IMG_3535Stell dir vor, du gewinnst eine Million im Lotto. Was würdest du damit machen? Es sofort ausgeben? Anlegen? Spenden?

Die 18-jährige Britin Jane Park hat im Lotto eine Million Pfund gewonnen. Die jüngste Lottogewinnerin Großbritanniens. Am Anfang war alles toll. Endlich konnte Jane sich all ihre Wünsche erfüllen. Louis Vuitton Handtaschen, einen kleinen Hund, eine Brustvergrößerung, ein Haus, fette Partys und viele, viele Schuhe. Hört sich zunächst perfekt an, oder? Aber in BBC-Dokumentation Teenage Millionaire: The Year I Won The Lottery erzählt die Lotto-Millionärin, dass es gar nicht mal so spaßig war, wie man sich das vorstellt. Sie hat kaum noch Freunde. Ist ziemlich einsam. Wird im Internet von Neidern gemobbt.
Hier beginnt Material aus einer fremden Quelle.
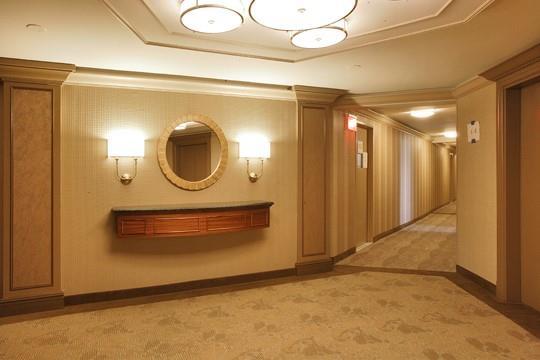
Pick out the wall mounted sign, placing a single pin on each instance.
(473, 132)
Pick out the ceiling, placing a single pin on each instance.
(157, 22)
(393, 45)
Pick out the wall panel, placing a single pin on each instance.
(95, 260)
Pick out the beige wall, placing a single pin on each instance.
(477, 195)
(411, 178)
(93, 259)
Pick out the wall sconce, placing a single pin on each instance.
(126, 144)
(254, 147)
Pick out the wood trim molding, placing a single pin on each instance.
(402, 226)
(310, 94)
(26, 306)
(168, 171)
(514, 64)
(476, 279)
(508, 203)
(354, 101)
(469, 86)
(314, 267)
(30, 71)
(343, 255)
(176, 287)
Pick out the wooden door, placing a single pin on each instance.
(192, 157)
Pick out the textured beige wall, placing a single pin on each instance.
(411, 177)
(477, 195)
(93, 259)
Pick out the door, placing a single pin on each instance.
(361, 201)
(530, 195)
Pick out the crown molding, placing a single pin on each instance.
(514, 64)
(317, 95)
(413, 97)
(469, 86)
(33, 71)
(176, 83)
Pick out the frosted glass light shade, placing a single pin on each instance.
(211, 16)
(297, 15)
(320, 37)
(125, 144)
(254, 147)
(423, 113)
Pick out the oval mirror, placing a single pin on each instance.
(193, 152)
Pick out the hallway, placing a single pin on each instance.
(429, 244)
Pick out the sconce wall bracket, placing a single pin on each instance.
(126, 178)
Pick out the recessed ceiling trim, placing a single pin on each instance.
(302, 57)
(128, 25)
(415, 97)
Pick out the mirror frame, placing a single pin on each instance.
(168, 171)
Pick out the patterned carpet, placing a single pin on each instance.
(358, 316)
(429, 244)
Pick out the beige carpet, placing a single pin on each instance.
(429, 244)
(360, 316)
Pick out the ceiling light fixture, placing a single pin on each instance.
(211, 16)
(299, 15)
(320, 37)
(422, 114)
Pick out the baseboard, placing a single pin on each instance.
(26, 306)
(315, 267)
(175, 288)
(343, 255)
(402, 226)
(492, 288)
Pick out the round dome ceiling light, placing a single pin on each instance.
(211, 16)
(320, 37)
(298, 15)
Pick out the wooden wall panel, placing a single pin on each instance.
(31, 186)
(313, 178)
(30, 192)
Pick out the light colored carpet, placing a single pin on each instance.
(359, 316)
(429, 244)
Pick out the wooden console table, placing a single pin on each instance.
(191, 219)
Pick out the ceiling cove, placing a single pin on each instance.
(156, 22)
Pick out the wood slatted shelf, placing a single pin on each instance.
(191, 219)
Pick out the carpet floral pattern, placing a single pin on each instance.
(366, 315)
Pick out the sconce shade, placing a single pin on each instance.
(298, 15)
(352, 122)
(254, 148)
(125, 144)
Wär es dir das wert? Welchen Preis würdest du für Reichtum zahlen? Würdest du deine Freunde gegen Handtaschen eintauschen? Oder gegen einen Sportwagen? Würdest du es in Kauf nehmen dir alles leisten zu können, aber niemandem mehr zu trauen?

Es ist eine abgedroschene Floskel, aber sie ist doch so wahr: Geld verdirbt den Charakter. Wenn ich junge Mädchen sehe, die wahllos mit Daddys Kreditkarte shoppen gehen, ohne einmal auf den Preis geschaut zu haben, dann denke ich im ersten Moment: Hach, einmal ein Chanel-Täschchen ausführen, das würde ich auch gerne. Aber auf den zweiten Blick frage ich mich, ob diese Mädchen sich überhaupt noch über Dinge freuen können. Kleinigkeiten wertschätzen können. Ob sie wissen, wie viel man für ein Paar Louboutins arbeiten muss?

Um sich zu besinnen, wie viel man da grad eigentlich ausgibt, muss man wohl bei Null anzufangen. Wenn man einmal nichts hatte und sich hochgearbeitet hat. Es ganz allein geschafft hat so weit zu kommen. Und noch genau weiß, wie es ist, wenn man nichts hat. Wenn man weiß, wie es ist, jeden Cent umdrehen zu müssen. Mit dem was man hat zufrieden zu sein. Und vor allem zu wissen, dass Geld allein dich nicht glücklich macht. Dann kann man sich noch über die Dinge freuen, die man sich gönnt.

Welche Freunde hättest du noch, wenn du plötzlich kein Geld mehr hättest? Wenn du plötzlich wieder ein durchschnittlicher Normalo wärst? Und wie viel Geld brauchst du wirklich? Reicht es nicht gut über die Runden zu kommen? Ist es nicht ein gutes Gefühl auf etwas zu sparen und es sich dann endlich leisten zu können?

Klar, Geld zu haben ist toll. Immer ausrechnen zu müssen, ob man am Ende des Monats noch genug zum Leben auf dem Konto hat, macht auf Dauer wahnsinnig. Aber die Mischung macht’s. Gut über die Runden kommen und ein bisschen was zum ansparen haben. Nicht immer auf jeden Cent achten zu müssen, aber sein Geld auch nicht zum Fenster rausschmeißen.

Klar würde ich eine Million nicht verwehren. Aber für kein Geld der Welt würde ich mein Leben, meine Freunde und meine Familie eintauschen.